Ah, I’m guessing that this is a mip-mapping issue (especially as disabling filtering helps): in short, the mip-maps include some grey in those areas due to downscaling.
One potential solution might, I think at least, be to extend the colour of the skybox a little further into the dark region than it already goes; this should result in the mip-map not reaching the dark area, if taken far enough.
Extend the image so that there is no black or transparent area.
Use 6 separate textures, one for each face.
Use a cube map - a real cube map, not a single texture with a big in it. This means splitting up into 6 separate images and loading it via loadCubeMap. The faces need to be in a particular order and orientation for this.
This is not suitable, since there is a side effect in the form of the difference of neighboring pixels. Alternatively, I can copy the pixel line to the other side if I need a static skybox, however I want to generate it with a shader.

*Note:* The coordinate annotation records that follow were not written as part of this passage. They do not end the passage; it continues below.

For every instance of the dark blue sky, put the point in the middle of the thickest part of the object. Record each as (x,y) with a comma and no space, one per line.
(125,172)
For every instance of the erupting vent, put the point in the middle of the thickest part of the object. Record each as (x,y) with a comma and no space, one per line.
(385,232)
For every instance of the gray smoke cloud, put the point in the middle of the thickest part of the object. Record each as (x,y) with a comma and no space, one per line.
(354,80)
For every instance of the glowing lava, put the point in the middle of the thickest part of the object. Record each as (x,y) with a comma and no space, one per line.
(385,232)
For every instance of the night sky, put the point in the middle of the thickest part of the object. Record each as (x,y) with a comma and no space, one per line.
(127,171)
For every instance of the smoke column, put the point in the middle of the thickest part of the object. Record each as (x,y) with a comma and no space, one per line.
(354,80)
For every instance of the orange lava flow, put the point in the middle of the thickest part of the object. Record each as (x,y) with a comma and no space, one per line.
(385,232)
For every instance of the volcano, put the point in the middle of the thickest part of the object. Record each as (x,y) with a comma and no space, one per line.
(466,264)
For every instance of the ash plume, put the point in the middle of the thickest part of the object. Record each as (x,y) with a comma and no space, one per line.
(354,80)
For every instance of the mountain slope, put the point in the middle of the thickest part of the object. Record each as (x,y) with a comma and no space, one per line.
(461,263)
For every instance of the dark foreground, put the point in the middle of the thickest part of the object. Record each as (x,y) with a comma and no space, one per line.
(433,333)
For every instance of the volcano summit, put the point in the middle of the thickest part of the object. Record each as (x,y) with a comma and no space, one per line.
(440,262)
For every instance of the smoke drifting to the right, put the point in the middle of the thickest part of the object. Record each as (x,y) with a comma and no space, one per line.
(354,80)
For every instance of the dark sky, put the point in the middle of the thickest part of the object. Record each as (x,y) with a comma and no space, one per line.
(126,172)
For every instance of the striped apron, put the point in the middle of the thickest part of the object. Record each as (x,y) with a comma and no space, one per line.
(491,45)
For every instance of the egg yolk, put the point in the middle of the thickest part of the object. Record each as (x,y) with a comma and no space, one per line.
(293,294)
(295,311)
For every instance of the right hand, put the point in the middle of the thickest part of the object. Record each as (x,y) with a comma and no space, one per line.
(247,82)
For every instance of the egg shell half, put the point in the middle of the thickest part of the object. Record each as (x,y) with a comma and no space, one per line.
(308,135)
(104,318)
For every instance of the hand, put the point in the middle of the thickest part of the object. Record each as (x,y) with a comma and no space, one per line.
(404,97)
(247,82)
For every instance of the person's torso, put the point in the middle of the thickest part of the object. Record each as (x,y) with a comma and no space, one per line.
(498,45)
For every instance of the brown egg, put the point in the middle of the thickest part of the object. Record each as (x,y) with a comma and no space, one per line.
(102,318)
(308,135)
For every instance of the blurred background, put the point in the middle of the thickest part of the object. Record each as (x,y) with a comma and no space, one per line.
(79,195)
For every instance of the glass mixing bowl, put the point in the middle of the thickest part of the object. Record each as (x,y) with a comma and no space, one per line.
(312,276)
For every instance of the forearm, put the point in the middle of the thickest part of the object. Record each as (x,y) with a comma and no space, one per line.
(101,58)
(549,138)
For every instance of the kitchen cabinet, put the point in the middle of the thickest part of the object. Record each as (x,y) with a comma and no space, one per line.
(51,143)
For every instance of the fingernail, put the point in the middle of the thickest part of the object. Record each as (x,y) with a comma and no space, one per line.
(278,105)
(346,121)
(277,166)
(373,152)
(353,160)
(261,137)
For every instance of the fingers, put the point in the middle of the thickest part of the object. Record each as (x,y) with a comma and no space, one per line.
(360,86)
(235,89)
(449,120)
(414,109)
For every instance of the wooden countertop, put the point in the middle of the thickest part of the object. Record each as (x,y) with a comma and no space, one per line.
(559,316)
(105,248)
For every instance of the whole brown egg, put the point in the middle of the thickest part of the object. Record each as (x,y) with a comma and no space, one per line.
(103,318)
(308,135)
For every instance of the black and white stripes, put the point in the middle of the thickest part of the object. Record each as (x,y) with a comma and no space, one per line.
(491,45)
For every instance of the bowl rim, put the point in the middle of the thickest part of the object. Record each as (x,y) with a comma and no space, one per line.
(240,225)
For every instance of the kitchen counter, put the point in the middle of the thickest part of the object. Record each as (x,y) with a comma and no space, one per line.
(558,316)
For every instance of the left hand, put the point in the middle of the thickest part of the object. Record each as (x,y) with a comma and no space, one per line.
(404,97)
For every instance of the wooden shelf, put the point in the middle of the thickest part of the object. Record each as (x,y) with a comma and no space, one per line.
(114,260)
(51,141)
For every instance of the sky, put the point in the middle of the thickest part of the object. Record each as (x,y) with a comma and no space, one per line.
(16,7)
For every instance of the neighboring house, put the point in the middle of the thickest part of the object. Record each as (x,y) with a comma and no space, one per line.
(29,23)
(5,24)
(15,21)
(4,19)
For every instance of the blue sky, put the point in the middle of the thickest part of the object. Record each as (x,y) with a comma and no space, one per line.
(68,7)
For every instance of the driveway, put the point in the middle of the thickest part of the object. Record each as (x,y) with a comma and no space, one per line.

This is too many passes for the shader.
Here again the same problem. For some reason it seemed to me on the contrary that a real cubic map should be whole. The engine should provide links to the faces after processing under the hood.
As for generating with the help of the GPU, I don’t need to render the entire size, it’s enough for me to drop the bottom part and draw the sides in half. And for these purposes, one texture is very well suited, in fact, calls to shader programs are reduced.
I am not sure what you mean by this, but the only way to get “perfect” filtering at edges (except using a different projection, which will have more distortion) is to use a cube map texture, because the GPU then has access to all 6 faces and knows how to sample pixels across face boundaries.